Evolution of Software Development Productivity
By John Alpine, VP R&D
It is often difficult to know that one is the midst of a major technological shift when it’s unfolding. It’s much easier to look back with hindsight and discern major trends and changes. For example, in the evolution of software productivity it’s easy for us today to see that the shift from assembly languages to high level languages like Fortran and COBOL represented huge gains in productivity, as with the move from procedural to object oriented languages with the accompanying evolution of development tools such as source code debuggers, central version control, and integrated smart code editors.
The closer we get to the present, the harder it is to understand shifts in progress and predict their effect. However it is become increasingly evident that we are the midst of two new major shifts in software productivity. The first is the trend to managed code languages with integrated high level user interface toolkits (for example, Java + Swing + Ruby or C# + .NET) that radically reduce the time to create applications as well as effort required to maintain them. The second, often not as well recognized, but arguably even more impactful on software productivity, is the re-use of software via packaged software components.
It has been long known that software reuse, especially the use of well tested and robust code achieve some of the greatest gains in overall software productivity. After all, this is code that your development team does not need to write, and often, with commercial software components, testing is minimized as well. The main force behind this shift comes from the acceptance and adoption of commercial software components. By the far the most well known of these commercial software components has been the relational database. In the engineering domain, especially around product design, the key software component has been the solid modeling kernel. Both of these components, in their domain, serve as the infrastructure to thousands of applications.
The last 10 years has seen a proliferation of reusable components, each getting more robust and encompassing each year. There are very few business applications that require a relational database that don't use a componentized data base engine leveraged from either open source or more likely, a commercial vendor such as Microsoft, IBM or Oracle. In the engineering domain, solid modeling kernels, constraint management systems and visualization toolkits are available from a number of commercial sources. Fewer open source options exist largely due to the extensive costs related to supporting and integrating software at this level of complexity and size.

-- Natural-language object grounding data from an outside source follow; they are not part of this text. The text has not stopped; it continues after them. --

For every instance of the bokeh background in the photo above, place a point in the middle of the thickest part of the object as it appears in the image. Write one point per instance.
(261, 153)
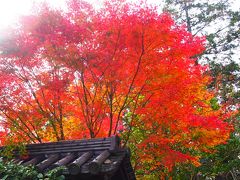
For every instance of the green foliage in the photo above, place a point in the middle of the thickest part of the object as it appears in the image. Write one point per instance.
(12, 171)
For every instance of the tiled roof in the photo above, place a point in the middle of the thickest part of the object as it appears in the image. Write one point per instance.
(100, 158)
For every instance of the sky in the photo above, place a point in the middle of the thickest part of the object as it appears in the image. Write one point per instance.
(10, 10)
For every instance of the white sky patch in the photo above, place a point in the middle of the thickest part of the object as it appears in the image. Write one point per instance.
(10, 10)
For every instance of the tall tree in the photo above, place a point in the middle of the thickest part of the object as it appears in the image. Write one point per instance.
(123, 67)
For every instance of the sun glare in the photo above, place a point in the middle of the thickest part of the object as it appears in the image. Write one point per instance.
(10, 10)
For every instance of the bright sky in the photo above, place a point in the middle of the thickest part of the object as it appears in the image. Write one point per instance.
(11, 9)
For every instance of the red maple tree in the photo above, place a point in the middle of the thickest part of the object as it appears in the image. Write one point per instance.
(79, 73)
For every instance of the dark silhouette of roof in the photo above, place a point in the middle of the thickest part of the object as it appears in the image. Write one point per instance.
(90, 159)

However the same complexity of implementation and use that limits the adoption or creation of open source solutions for engineering components is also the driver behind where the future source of software productivity will come from.
Fully supported "application stacks" represent the next level of productivity gain because they maximize efficiency, yet retain a high degree of flexibility. More than a collection of components these are complete application "skeletons" or platforms, very often well supported through a platform development environment such as Java or .NET. Such platforms integrate one or more software components with the application framework to create a very simple, but often quite extensive application.
Next generation of productivity will not come from simple availability or evolution of these components but from their integration into an application "stack". Having skeletal frameworks that pre integrate multiple components and provide easily modified source code are here today. A few years from now, it will be clear that the evolution of these stacks were as significant a technology shift as was the move from procedural to object oriented programming languages.